Aveva 23 anni e una brillante carriera universitaria davanti. È morta ammazzata da una pallottola vagante sparata da chissà quale pistola fra quelle impugnate da orde di narcotrafficanti impegnati, da ore, a spararsi contro per ottenere il controllo del territorio. A Rio de Janeiro è sempre peggio e il governo di Brasilia ha finalmente deciso di ascoltare le accorate richieste di aiuto del governatore dello stato: novecento uomini dei reparti speciali dell'esercito brasiliano saranno inviati nella capitale carioca e schierati in quelli che sono stati definiti i “punti strategici della città, ma il loro mandato sarà alquanto limitato”.

Far West. Si chiamava Juliana Perreira da Silva. È stata colpita all'inguine mentre in auto percorreva l'Avenida Brasil, fra le arterie principali della zona est di Rio. L'unica sua colpa: trovarsi nel punto sbagliato al momento sbagliato. Sì, perché quella lunga strada per alcuni tratti costeggia zone di favelas e disperazione, dove lo stato è presente solo nelle pistole della polizia che cerca di avere la meglio sui criminali, in vere e proprie terre di nessuno. Questa volta però, nel duello scatenatosi di prima mattina, i poliziotti non c'entrano: a scaricarsi addosso raffiche di proiettili, in scene da far west, erano i narcotrafficanti. Due gruppi rivali l'uno contro l'altro armati: l'uno, gli Amici degli Amici, intento a difendere la loro zona di spaccio, l'altro, niente di meno che il Comando Vermelho - il più antico e temuto clan del Brasile - impegnato a conquistare un'altra golosa fetta di città.

I fatti. Erano le sette del mattino di giovedì. Juliana viaggiava con due amici, uno di 26 e uno di 23 anni, su un'auto, destinazione: università. All'improvviso il panico: pallottole da ogni dove sono piovute da ogni parte, ferendo a morte lei e leggermente i suoi due compagni. Disperata la corsa all'ospedale, dove poche ore dopo è morta. La sparatoria ha scatenato il panico fra tutti i passanti della trafficata Avenida Brasil, gente ormai sempre più stressata da una violenza senza fine.
Dal primo febbraio 2007, si contano 802 morti e 438 feriti, una vera e propria guerra, con una media di nove persone uccise al giorno.

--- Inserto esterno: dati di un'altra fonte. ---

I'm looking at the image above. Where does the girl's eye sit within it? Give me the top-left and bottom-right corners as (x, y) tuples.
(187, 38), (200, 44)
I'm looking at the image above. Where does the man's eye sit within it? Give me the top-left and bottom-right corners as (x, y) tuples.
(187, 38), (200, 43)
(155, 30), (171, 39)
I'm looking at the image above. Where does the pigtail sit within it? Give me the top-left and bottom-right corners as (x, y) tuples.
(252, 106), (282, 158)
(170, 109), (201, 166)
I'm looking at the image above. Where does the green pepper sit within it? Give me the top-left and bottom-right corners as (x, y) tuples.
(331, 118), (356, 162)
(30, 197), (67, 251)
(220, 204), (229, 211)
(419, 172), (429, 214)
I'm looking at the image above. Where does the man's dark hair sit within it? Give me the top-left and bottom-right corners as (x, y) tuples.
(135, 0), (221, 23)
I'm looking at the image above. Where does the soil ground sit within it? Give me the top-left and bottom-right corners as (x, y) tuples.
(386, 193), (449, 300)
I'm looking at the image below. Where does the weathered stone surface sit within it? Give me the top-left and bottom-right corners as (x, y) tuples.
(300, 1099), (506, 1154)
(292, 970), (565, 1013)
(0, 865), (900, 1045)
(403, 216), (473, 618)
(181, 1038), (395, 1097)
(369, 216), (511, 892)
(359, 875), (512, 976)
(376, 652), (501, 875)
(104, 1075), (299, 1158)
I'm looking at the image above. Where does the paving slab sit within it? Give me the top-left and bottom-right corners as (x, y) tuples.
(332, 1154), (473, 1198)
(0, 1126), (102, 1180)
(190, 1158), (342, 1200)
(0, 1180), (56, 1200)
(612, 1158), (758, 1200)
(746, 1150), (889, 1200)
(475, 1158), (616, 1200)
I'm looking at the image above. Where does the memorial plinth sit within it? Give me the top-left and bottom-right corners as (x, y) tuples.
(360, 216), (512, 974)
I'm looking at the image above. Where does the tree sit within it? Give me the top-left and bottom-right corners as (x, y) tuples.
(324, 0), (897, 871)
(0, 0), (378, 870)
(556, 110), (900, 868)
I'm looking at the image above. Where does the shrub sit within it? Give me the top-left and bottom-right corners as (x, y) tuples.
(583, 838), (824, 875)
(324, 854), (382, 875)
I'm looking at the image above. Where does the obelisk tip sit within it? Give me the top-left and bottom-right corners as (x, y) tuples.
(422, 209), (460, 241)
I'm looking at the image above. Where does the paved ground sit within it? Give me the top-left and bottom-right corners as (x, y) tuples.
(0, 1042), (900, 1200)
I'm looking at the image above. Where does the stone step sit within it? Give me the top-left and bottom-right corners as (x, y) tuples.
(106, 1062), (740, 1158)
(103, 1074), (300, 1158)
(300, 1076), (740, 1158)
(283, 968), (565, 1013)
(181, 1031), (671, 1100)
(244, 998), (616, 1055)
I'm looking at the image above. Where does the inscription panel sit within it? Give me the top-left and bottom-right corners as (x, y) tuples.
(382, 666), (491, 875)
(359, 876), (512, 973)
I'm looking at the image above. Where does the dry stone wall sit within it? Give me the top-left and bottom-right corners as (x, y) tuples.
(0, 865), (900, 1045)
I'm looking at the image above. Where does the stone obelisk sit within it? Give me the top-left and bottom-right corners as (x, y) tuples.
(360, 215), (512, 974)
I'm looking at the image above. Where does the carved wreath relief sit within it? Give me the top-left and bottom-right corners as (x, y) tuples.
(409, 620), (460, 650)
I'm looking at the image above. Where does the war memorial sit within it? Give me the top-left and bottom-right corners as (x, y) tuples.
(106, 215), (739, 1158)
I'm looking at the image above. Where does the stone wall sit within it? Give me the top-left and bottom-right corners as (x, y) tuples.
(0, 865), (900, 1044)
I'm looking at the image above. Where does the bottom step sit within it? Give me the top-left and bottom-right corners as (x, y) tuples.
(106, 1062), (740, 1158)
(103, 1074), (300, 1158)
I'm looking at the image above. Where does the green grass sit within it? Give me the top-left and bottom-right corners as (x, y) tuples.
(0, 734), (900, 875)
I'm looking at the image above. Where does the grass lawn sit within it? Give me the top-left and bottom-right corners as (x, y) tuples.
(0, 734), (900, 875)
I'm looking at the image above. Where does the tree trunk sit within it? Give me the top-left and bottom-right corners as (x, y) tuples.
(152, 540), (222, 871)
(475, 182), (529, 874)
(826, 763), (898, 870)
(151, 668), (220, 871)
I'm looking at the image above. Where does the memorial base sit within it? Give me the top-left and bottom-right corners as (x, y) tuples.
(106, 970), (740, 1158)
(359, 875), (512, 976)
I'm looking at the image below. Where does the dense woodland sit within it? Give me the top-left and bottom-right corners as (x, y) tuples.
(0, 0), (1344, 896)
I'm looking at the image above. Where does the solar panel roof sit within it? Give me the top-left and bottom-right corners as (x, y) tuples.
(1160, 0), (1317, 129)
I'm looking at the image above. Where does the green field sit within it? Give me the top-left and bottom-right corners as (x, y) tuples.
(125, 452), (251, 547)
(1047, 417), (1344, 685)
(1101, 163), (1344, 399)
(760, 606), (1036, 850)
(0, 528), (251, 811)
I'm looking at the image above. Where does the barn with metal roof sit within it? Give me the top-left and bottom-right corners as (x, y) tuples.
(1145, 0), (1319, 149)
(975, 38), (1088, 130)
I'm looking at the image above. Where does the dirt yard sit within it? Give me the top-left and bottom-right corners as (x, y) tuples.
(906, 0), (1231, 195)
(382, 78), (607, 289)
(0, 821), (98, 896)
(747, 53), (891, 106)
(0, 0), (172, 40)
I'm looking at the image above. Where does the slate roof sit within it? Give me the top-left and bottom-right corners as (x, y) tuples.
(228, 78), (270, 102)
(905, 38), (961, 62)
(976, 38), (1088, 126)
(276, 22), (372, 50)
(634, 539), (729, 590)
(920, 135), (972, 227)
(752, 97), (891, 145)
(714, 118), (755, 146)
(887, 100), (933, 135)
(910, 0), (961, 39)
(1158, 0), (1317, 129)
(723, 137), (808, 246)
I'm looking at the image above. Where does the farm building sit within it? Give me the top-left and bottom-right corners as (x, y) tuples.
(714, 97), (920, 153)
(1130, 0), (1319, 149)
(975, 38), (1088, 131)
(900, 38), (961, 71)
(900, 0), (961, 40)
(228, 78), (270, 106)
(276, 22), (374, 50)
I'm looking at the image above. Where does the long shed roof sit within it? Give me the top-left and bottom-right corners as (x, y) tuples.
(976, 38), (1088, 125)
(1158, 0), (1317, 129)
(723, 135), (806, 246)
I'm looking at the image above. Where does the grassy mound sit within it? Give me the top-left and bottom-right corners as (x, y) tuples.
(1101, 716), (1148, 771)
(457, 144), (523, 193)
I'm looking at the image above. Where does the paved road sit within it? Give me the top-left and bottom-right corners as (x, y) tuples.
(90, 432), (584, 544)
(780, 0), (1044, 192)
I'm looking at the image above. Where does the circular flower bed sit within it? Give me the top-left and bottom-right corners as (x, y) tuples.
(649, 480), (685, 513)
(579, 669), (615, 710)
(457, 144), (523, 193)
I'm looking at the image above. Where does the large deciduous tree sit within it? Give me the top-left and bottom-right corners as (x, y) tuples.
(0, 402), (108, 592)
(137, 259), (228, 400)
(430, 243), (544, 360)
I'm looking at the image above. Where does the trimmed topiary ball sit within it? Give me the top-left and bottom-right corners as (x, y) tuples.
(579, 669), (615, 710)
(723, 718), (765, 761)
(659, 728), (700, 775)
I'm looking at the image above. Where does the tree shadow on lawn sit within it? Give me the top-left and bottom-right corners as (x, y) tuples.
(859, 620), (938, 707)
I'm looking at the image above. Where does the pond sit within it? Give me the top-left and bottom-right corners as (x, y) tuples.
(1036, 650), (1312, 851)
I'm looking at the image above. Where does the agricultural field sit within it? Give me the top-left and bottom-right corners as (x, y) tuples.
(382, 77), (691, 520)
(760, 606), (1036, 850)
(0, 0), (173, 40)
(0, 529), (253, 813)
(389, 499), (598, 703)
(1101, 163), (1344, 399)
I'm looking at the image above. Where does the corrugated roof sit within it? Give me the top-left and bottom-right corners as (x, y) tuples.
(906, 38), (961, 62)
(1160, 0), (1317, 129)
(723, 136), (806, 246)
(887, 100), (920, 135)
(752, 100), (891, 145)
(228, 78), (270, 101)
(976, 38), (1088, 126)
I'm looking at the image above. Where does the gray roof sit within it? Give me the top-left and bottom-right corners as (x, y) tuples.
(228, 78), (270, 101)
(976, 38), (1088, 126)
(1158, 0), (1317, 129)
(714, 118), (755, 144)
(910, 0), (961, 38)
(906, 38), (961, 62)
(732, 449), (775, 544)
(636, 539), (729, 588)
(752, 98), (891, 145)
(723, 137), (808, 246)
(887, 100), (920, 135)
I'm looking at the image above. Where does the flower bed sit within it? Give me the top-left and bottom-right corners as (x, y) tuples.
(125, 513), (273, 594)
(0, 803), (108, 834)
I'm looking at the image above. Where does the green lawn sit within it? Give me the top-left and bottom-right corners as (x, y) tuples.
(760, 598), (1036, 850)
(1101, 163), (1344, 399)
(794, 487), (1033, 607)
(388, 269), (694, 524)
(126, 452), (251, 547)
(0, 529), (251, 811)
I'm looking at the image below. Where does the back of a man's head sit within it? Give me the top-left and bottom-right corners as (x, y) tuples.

Arrivano i nostri. Il giovane governatore dello Stato, Sergio Cabral, ha accoratamente chiesto al governo federale l'intervento dell'esercito: “Non voglio passare quattro anni del mio Governo assistendo a funerali di agenti e civili assassinati nelle strade”, aveva detto poche settimane fa. Un appello che ha toccato il presidente Luiz Inacio Lula da Silva che da subito aveva promesso di aiutare "l'amico Cabral”. E così si è mosso. Il governo brasiliano ha, infatti, messo a disposizione di Rio de Janeiro circa novecento unità, destinate al controllo della sicurezza, con un piano ideato dal ministro della Giustizia, Tarso Genro, che ha coinvolto uomini di Esercito, Aeronautica e Marina. Eppure un “ma” resta: i militari non faranno, almeno per ora, operazioni dirette nelle strade di Rio. Questi sono gli ordini. La loro è una missione di presenza, mirata ad "aumentare la sensazione di sicurezza in città. "Le forze armate - ha spiegato Genro - avranno un ruolo di sostegno alla polizia", non di sostituzione. Il compito delle forze armate, quindi, sarà solo di appoggio logistico e d'intelligence, tanto che qualcuno ha commentato: “sempre meglio di niente”. Il piano, che scatterà in quindici giorni, prevede un primo utilizzo di 600 militari, a cui verranno poi aggiunti altri 300 uomini. Ma al di là dei numeri, resta da chiedersi se questa missione “effetto placebo” basterà a migliorare la qualità di vita di una città ormai teatro di una guerra interna.